The fact that the state whose governor said today that he would propose a federal agency to spread Judeo-Christian values across the world was also the state to vote, once again, to defund Planned Parenthood is not surprising.
The Ohio House of Representatives this evening joined the Ohio Senate, which had previously voted to defund Planned Parenthood back in October. The House's vote went 62-30, right along with party lines. It previously emerged from committee on an 8-4 vote. Seven of those votes came from Republicans; one came from Democrat Bill Patmon, one of the bill's sponsors.
It's similar to the Senate bill and Kasich has previously said he supports the idea.

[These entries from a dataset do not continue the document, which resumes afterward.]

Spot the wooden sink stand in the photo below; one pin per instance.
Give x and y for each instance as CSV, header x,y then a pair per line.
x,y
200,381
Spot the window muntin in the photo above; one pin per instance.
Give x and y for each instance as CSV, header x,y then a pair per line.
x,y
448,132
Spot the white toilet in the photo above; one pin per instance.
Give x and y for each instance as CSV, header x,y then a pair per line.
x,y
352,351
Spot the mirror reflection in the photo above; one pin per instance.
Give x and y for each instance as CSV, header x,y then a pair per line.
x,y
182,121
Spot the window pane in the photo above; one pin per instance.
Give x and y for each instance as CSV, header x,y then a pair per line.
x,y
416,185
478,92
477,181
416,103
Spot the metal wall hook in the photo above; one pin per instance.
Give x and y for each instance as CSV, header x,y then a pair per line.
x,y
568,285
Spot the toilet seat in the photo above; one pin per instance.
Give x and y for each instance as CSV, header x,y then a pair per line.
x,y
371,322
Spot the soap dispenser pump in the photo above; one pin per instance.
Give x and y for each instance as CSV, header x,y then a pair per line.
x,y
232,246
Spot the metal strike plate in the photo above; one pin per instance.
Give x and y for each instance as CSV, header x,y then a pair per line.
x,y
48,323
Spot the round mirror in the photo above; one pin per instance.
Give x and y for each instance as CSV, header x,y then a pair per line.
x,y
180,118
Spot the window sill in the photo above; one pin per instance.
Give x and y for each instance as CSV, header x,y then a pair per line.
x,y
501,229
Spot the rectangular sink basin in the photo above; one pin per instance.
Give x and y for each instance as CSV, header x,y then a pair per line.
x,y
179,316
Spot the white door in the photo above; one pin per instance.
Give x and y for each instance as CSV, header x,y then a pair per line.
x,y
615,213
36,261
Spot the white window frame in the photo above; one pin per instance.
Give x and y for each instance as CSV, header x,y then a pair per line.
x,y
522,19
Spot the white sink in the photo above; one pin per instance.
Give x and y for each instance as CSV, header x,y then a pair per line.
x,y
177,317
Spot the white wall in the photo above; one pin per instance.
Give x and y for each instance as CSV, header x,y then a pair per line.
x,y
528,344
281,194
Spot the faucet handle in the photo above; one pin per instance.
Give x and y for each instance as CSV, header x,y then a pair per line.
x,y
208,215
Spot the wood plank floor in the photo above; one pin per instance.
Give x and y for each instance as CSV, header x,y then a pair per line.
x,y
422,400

The endgame here would be to move federal funding allocated by the state to women's healthcare centers that do not provide abortions. Only 3 of Planned Parenthood's 28 locations in Ohio provides abortions. Supporters of the bill claim there are some 280 other possible recipients who can provide similar services. Opponents point out Planned Parenthood was the most efficient and best at providing them already. The funds already couldn't be used for abortions, of course, but the goal here is to punish Planned Parenthood for providing abortions. As our previous coverage notes: Many Ohio politicians aren't even sure what the other healthcare centers in their districts would be able to provide the same services.

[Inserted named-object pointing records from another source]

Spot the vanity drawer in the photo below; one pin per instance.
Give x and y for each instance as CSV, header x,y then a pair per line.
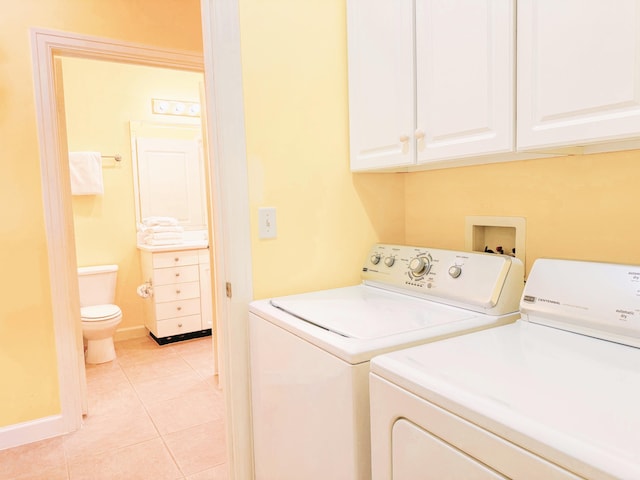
x,y
176,326
179,291
173,275
175,259
177,308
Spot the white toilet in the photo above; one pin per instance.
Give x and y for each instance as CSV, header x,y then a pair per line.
x,y
100,316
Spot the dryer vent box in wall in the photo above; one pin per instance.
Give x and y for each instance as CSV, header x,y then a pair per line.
x,y
496,234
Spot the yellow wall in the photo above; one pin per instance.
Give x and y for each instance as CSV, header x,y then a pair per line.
x,y
582,207
100,100
295,91
27,352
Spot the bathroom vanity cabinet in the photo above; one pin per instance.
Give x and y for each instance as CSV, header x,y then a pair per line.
x,y
180,306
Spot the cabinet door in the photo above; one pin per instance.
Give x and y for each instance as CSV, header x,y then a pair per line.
x,y
465,78
170,180
578,71
381,83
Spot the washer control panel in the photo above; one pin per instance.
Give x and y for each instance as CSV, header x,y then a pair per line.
x,y
475,280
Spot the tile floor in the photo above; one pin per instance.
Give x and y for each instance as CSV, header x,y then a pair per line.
x,y
155,413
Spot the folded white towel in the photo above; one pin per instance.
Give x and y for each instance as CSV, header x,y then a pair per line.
x,y
160,228
164,236
161,241
154,221
86,173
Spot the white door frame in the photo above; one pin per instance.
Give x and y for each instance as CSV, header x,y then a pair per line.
x,y
229,215
226,133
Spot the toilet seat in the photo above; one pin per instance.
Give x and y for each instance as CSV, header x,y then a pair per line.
x,y
97,313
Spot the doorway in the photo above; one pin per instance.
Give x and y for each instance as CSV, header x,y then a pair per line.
x,y
230,216
48,46
110,107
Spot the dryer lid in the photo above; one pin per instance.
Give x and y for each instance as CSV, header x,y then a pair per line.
x,y
99,312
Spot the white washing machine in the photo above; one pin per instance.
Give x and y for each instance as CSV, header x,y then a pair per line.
x,y
555,395
310,353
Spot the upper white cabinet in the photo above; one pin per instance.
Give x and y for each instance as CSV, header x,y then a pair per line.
x,y
578,73
429,81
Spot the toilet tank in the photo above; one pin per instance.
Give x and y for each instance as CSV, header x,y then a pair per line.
x,y
97,284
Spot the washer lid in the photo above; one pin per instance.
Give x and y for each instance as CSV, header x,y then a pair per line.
x,y
366,312
99,312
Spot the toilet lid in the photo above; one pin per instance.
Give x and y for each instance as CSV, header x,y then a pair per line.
x,y
99,312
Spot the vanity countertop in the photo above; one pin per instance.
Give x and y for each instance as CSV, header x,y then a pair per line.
x,y
186,245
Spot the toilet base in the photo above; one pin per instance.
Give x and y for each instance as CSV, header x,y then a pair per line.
x,y
100,351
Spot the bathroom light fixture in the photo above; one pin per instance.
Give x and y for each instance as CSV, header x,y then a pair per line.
x,y
175,107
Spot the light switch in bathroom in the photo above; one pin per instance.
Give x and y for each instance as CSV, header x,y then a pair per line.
x,y
267,222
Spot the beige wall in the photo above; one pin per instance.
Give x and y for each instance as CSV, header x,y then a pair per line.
x,y
582,207
295,86
27,353
101,98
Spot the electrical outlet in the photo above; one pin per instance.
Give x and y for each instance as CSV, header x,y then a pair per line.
x,y
267,222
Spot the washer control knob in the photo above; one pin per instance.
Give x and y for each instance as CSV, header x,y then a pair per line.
x,y
420,266
455,271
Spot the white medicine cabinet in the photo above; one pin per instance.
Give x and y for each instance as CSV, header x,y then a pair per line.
x,y
169,173
433,83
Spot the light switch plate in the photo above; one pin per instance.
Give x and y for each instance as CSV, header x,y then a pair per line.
x,y
267,222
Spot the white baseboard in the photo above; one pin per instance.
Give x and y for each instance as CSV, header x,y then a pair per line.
x,y
130,332
32,431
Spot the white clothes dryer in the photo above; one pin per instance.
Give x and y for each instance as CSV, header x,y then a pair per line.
x,y
554,395
310,353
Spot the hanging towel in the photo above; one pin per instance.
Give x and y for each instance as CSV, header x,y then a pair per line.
x,y
86,173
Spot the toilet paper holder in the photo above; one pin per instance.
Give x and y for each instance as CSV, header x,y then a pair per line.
x,y
145,290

Of course, the bill's sponsors don't want to say that it's about Planned Parenthood. Sponsor Margaret Conditt (R) blithely said, “People in the media refer to this bill as the defund Planned Parenthood bill, but there is no mention of any particular abortion provider in this legislation." (Via WCPO)
Kristina Roegner, another Republican, suggested in unsupported hyperbolic terms that the bill isn't dangerous to women; abortion is dangerous to women: “I just get sick and tired of hearing a bill like this is a war on women. As a woman and a mother of 3 daughters, I can stand here and confidently say that the real war on women is abortion.”

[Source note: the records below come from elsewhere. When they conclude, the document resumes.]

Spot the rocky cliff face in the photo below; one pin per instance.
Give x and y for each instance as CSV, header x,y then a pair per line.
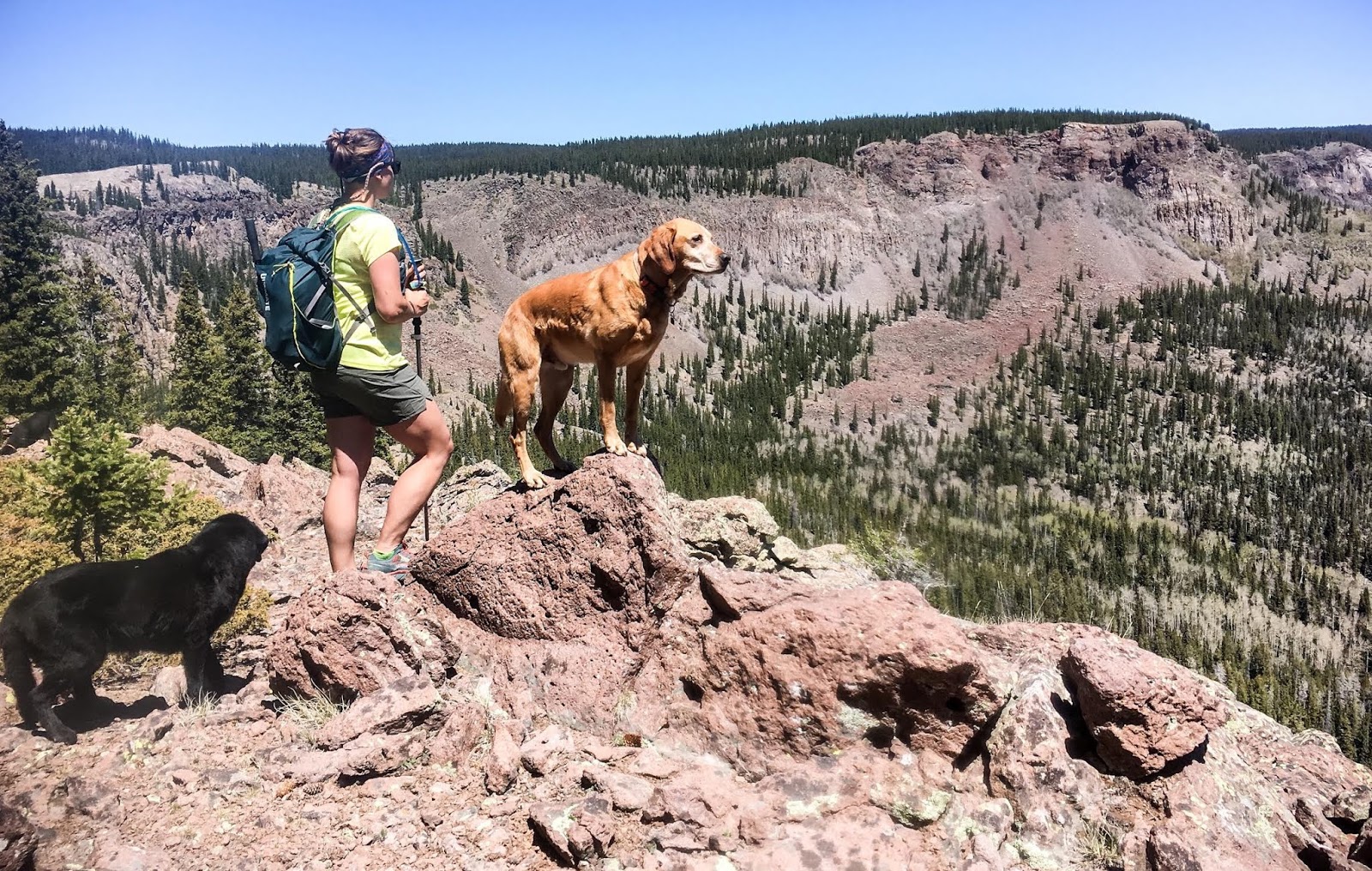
x,y
1127,205
587,676
1341,171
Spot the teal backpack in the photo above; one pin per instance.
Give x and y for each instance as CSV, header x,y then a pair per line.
x,y
295,294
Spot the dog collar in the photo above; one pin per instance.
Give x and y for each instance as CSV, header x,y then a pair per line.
x,y
645,283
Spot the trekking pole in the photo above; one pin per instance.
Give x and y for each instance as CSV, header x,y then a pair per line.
x,y
418,285
256,250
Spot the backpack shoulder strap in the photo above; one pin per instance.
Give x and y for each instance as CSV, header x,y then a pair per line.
x,y
338,221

Senate supporters previously stated in more blanket fashion that the bill wasn't about women's healthcare at all despite pending approval that would shift resources specifically designated to fund women's healthcare.
As Cleveland.com points out (without explicitly saying so),
Lakewood's own Nickie Antonio summed it up best from the House floor: "This is about ideological opposition to a woman's right to choose — let's call it what it is — by legislators who think they have the right to make a woman's personal health care decisions."